This was coming. After inflation slid into the double digit zone on Friday in what could be an election year, it was a question of when rather than if Reserve Bank of India would hike rates and squeeze credit. The question that the bank leaves unanswered is whether we could have had a lower rise in rates?had the monetary transmission mechanism been allowed to develop in the economy, something most financial sector reports have argued for. A critical input for a seamless transmission mechanism is well-developed bond, currency and derivative markets, as our columnist points out. But these have not developed largely because of a clear reluctance from policy mandarins. So the economy pays a higher cost through a higher interest rate.

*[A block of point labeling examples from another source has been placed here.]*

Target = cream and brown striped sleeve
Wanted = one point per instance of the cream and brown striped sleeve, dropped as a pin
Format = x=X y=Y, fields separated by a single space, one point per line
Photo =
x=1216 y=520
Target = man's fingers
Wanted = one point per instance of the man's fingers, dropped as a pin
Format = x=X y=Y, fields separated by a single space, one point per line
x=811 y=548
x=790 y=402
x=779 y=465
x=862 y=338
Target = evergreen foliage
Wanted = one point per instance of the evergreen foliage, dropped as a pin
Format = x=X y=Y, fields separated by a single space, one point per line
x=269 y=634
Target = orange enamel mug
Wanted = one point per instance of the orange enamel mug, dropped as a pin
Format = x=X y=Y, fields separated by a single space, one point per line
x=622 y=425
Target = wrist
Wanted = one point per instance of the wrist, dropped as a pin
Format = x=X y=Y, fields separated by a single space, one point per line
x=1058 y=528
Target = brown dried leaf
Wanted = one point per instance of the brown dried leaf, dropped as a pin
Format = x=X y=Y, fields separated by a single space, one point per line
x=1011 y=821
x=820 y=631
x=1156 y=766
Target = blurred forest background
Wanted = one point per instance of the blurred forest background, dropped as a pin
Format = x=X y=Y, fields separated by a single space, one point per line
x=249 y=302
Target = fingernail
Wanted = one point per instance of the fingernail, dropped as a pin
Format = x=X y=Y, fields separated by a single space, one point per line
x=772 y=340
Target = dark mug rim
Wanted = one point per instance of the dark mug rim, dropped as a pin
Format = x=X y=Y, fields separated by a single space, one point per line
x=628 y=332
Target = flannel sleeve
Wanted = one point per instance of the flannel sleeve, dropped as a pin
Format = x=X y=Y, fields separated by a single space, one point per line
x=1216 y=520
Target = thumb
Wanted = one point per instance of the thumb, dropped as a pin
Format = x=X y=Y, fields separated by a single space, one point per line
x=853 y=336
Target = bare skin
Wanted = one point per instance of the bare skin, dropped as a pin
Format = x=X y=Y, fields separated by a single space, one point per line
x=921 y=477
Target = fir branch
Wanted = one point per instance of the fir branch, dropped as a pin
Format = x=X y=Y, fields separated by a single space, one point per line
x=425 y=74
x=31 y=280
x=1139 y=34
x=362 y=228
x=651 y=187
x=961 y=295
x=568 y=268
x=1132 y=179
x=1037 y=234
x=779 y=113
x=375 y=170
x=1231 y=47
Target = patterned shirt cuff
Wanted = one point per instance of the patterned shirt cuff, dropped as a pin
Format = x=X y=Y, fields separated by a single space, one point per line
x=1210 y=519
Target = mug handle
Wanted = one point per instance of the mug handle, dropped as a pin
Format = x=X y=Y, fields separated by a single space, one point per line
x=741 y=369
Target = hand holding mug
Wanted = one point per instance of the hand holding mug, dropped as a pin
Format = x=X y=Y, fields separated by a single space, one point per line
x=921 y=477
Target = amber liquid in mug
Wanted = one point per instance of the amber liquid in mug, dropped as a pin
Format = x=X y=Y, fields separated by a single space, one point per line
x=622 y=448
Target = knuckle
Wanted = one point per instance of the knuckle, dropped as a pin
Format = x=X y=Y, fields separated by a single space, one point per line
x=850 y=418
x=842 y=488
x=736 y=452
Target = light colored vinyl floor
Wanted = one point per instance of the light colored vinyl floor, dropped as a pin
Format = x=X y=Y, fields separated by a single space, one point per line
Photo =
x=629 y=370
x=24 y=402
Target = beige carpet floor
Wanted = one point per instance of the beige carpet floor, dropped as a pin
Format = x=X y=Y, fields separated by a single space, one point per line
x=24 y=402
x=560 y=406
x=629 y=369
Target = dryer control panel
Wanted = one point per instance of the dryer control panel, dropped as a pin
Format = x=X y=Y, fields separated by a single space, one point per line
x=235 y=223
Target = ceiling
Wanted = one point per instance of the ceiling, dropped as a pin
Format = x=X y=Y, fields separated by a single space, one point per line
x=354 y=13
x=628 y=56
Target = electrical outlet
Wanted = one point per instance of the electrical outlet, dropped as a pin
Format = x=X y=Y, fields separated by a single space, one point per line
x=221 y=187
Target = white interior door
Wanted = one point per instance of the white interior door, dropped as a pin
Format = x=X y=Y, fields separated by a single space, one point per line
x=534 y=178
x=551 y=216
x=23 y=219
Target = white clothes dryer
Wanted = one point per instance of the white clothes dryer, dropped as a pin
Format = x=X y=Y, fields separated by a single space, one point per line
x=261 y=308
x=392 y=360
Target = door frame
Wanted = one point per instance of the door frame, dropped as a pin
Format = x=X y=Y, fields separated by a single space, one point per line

This is no academic quibbling, as each basis point rise means a higher cost of doing business for India Inc. At any time the lack of efficiency this generates is a cost in terms of foregone growth. The finance minister has argued that the way to handle the inflation spurt this time around is the monetary mechanism. But RBI is rendered less effective by its own rigidity?there are very few mechanisms to make remedies work. So the current crop of measures is a good way to treat inflation?a future one, that is.

The lag between any steps announced and their impact is usually a year. A map of the relationship between the growth of M3, year-on-year, and that of manufacturing inflation in the last ten years shows a strong correlation. This is not just a happenstance but a clear indication that the rise and fall of money supply and, therefore, of bank credit drives manufacturing inflation. What about the link between the growth of M3 and that of inflation in primary commodities? That, too, is present, but in a weaker link. There is a break in this relationship during 2007-08, but there is strong evidence for this at an earlier time, especially between 2005 and early 2007. So, RBI is theoretically on the right track in its move to hike repo rates and the cash reserve ratios by 50 basis points each. There is little doubt that curbing money supply does dampen an inflation build up. However, it is the effectiveness of this policy in practice now, and the costs it will extract in terms of its impact on the real economy, that is the issue.